Abstract:
Merchants selling products on the Web often ask their customers to review the products that they have purchased and the associated services. As e-commerce is becoming more and more popular, the number of customer reviews that a product receives grows rapidly. For a popular product, the number of reviews can be in hundreds or even thousands. This makes it difficult for a potential customer to read them to make an informed decision on whether to purchase the product. It also makes it difficult for the manufacturer of the product to keep track and to manage customer opinions. The Detection of Reviews using Sentiment analysis deals with finding a positive review from a thousands of reviews. As the numbers of customers are growing, reviews received by products are also growing in large amount. Thus, mining opinions from product reviews is an important research topic. In the past decade considerable research has been done in academia. However, existing research is more focused towards categorization and summary of such online opinions.
INTRODUCTION
Online shopping has become very popular to purchase things for our livelihood, and it is a convenient way to buy things like electronic appliances, furniture, cosmetics, and many more. With the rapid expansion of e-commerce, more and more products are sold on the Web, and more and more people are also buying products online. To enhance the customer satisfaction, merchants and product manufacturers allow customers to review or express their opinions on the products or services. The customers can now post a review of products at merchant sites. These online customer reviews, thereafter, become a cognitive source of information which is very useful for both potential customers and product manufacturers. With more and more common users becoming comfortable with the Web, an increasing number of people are writing reviews. As a result, the number of reviews that a product receives grows rapidly. Some popular products can get hundreds of reviews at some large merchant sites. Furthermore, many reviews are long and have only a few sentences containing opinions on the product. This makes it hard for a potential customer to read them to make an informed decision on whether to purchase the product. If he/she only reads a few reviews, he/she may get a biased view.

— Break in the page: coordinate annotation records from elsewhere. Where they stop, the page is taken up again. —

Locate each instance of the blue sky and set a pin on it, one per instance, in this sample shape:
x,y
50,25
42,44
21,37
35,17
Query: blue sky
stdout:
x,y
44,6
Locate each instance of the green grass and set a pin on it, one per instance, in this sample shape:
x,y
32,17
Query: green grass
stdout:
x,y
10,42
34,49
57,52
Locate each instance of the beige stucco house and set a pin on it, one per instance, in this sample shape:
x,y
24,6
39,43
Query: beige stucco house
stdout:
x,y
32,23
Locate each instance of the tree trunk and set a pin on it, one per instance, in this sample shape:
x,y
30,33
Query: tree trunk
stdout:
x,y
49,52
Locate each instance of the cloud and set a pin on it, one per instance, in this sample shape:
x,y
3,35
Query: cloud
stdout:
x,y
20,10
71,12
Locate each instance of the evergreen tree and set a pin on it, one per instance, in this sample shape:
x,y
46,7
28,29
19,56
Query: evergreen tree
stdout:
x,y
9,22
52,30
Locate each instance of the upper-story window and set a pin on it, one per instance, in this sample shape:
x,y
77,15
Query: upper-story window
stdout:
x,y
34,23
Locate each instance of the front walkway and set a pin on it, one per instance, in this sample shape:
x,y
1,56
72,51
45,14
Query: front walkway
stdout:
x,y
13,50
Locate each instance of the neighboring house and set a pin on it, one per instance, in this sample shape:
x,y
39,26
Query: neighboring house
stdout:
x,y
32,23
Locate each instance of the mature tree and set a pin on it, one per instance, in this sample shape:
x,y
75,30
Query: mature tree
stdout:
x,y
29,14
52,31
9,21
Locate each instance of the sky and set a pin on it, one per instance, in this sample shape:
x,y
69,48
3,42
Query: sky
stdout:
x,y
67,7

Product re-views exist in a variety of forms on the web. For product manufacturer perspective, understanding the preferences of customers is highly valuable for product development, marketing and consumer relationship management. But this practice of asking customer for their reviews, gives good chances for “review spam” as anyone can write anything on web. Review spam refers to the fraud spam written by spammer to hype the product features or defame them. Though these reviews are important source of information there is no quality control on this user generated data, anyone can write anything on web which leads to many low quality reviews still worse review spam which mislead customers affecting their buying decisions. Though this is the case in past few years there is growing interest in mining opinion from these reviews by academicians and industries; Detecting spam reviews is very critical task for opinion mining.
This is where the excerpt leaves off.